L'abri des cèdres dépassé, suivons-la dans le pré lumineux qui sépare le parc royal de l'étang où voguent des cygnes lents, indifférents et blancs. Elle longe le bord fleuri de nénufars, elle traverse l'herbe chaude, elle se dirige vers ces trois esclaves bêchant le sol, là-bas, et qui causent entre eux. A son approche, ils ne s'interrompent pas de cueillir leurs pelletées de terre noire, ni de les verser obliquement de côté, ni de parler non plus. Ils parlent, mais ils font ce qu'ils ont à faire : ils font un trou, un trou oblong ; ensuite, ils le combleront.

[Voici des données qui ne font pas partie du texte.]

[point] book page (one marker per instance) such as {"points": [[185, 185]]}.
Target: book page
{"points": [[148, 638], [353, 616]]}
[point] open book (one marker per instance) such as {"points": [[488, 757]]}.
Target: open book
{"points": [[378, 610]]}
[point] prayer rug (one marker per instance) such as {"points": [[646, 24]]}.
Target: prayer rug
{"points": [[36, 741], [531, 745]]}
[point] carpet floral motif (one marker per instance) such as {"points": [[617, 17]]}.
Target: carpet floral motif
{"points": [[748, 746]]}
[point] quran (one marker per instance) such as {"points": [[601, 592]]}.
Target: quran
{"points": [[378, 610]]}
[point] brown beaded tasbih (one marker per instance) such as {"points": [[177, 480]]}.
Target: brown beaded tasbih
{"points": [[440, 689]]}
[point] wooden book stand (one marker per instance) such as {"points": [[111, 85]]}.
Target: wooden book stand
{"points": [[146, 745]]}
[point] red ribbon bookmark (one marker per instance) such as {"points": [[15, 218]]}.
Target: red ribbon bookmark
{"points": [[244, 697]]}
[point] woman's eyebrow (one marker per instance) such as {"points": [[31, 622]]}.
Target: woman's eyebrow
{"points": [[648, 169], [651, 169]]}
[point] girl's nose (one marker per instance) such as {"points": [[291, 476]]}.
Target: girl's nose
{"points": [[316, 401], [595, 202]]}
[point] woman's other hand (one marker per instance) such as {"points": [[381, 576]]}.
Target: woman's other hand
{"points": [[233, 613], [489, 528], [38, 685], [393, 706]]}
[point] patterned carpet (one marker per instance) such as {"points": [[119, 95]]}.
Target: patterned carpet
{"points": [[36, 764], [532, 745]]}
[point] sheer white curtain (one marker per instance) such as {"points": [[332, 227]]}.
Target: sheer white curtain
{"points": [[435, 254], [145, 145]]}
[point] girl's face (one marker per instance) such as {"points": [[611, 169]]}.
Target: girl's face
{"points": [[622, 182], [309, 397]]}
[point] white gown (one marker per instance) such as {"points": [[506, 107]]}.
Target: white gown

« Il ne manquera pas de place, dit l'un.

— Et cependant, dit l'autre, je ne le croyais pas si gros.

— Il dormira sur ses deux oreilles, » dit le troisième.


Dans l'herbe, auprès d'eux, un corps est couché, recouvert d'une toile jaune : un cadavre. Le ventre proéminent soulève le linceul. Deux lourdes mains dépassent, livides et cependant expressives encore. On devine qu'elles furent habiles et fortes, ces mains, qu'elles surent modeler la terre ductile, cueillir une fleur, caresser. Mais le buste trapu dessine une masse contrefaite qui étonne.

« Te rappelles-tu, dit l'un des fossoyeurs, les bonnes histoires qu'il racontait?

— Ah! oui! lorsqu'il riait, on riait aussi, dit l'autre… jusqu'à pleurer!

— Et, dit le troisième, comme on oubliait vite sa vilaine trogne, quand il parlait!